Gemeenschappelijke opleidingskaders gebaseerd op EKK-niveaus


De richtlijn betreffende de erkenning van beroepskwalificaties (2005/36/EG) bepaalt dat gemeenschappelijke opleidingskaders voor op nationaal niveau gereglementeerde beroepen door de Commissie in gedelegeerde handelingen kunnen worden vastgesteld in de vorm van minimumpakketten van leerresultaten gebaseerd op EKK-niveaus. Kwalificaties die voldoen aan het desbetreffende gemeenschappelijke opleidingskader, worden automatisch in de hele EU erkend. Deze bepaling is nieuw en er zijn nog geen gemeenschappelijke opleidingskaders vastgesteld. De richtlijn schrijft niet voor hoe de EKK-niveaus aan de gemeenschappelijke opleidingskaders moeten worden toegewezen.

7.

Verbanden tussen het EKK en de nationale kwalificatiekaders in derde landen


Het EKK is ook buiten de EU een bron van inspiratie geweest voor de ontwikkeling van nationale kwalificatiekaders en de ontwikkeling van metakaders. Verschillende derde landen hebben aangegeven dat zij hun systemen willen relateren aan of afstemmen op het EKK, zodat hun kwalificaties vergeleken kunnen worden met die van de EU. Ondanks de toenemende stroom lerenden en werkenden van en naar de EU bevat de EKK-aanbeveling geen bepaling die voorziet in een formele uitlijning met de kaders van derde landen. In de praktijk maakt dit een formele vergelijking van kwalificaties uit derde landen met in de EU toegekende kwalificaties onmogelijk.

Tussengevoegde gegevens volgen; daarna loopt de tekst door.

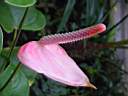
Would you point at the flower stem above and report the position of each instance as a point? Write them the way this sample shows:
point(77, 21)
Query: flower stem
point(16, 37)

Het gebrek aan vergelijkbaarheid van in de EU toegekende kwalificaties met kwalificaties uit derde landen staat het vertrouwen in buitenlandse kwalificaties in de weg en maakt het moeilijker deze te erkennen. Dit plaatst migranten die hun kwalificatie in het buitenland hebben behaald (waaronder vluchtelingen) bij sollicitaties in een ongunstige positie ten opzichte van autochtonen en beperkt hun loopbaanmogelijkheden en promotiekansen. Dit geldt zowel voor personen met kwalificaties uit derde landen die naar de EU komen als voor personen met kwalificaties uit de EU die naar een derde land gaan. Op meer institutioneel niveau bevatten de associatieovereenkomsten tussen de EU en derde landen zoals Marokko, Oekraïne, Georgië en Moldavië bepalingen over samenwerking op het gebied van de relatering aan het EKK. Er zijn echter geen bestuurlijke mechanismen ingesteld om ervoor te zorgen dat deze bepalingen worden uitgevoerd.

8.

Beheer van het EKK


Na de vaststelling van de aanbeveling inzake het EKK van 2008 heeft de Commissie een informele deskundigengroep opgericht (de EKK-adviesgroep) om de algehele samenhang te waarborgen en ertoe bij te dragen dat de relatering van de kwalificatiesystemen transparant zou verlopen. In de aanbeveling inzake het EKK van 2008 werd de lidstaten verzocht nationale coördinatiepunten voor het EKK op te zetten om een transparante relatering van de nationale kwalificatiesystemen aan het EKK te ondersteunen en te coördineren.

De EKK-adviesgroep was een doeltreffend platform voor de ondersteuning van informatie-uitwisseling en netwerkvorming tussen de landen en ondersteunde het relateringsproces door relateringscriteria op te stellen. Maar het gebrek aan coördinatie tussen EU-beheerstructuren voor activiteiten op het ruimere gebied van vaardigheden en kwalificaties staat een grotere efficiëntie en synergieën tussen het EKK en andere transparantie-instrumenten op EU- en nationaal niveau (zoals Europass en ESCO) in de weg.


9.

Doelstellingen van het voorstel


Dit voorstel bouwt voort op de verwezenlijkingen van de aanbeveling inzake het EKK van 2008. Het waarborgt de continuïteit in de processen die de individuele landen in gang hebben gezet om kwalificatiekaders en -niveaus te relateren aan het EKK. Het hart van het EKK-proces, namelijk de relatering van nationale kwalificatiekaders en de bijbehorende niveaus aan het EKK, blijft bestaan. Het voorstel is bedoeld om het EKK verder te ontwikkelen en het doeltreffender te maken in het bevorderen van een beter begrip van nationale en internationale kwalificaties en kwalificaties uit derde landen bij werkgevers, werkenden en lerenden. Het initiatief moet zo bijdragen tot een betere benutting van de beschikbare vaardigheden en kwalificaties in het belang van de burger, de arbeidsmarkt en de economie.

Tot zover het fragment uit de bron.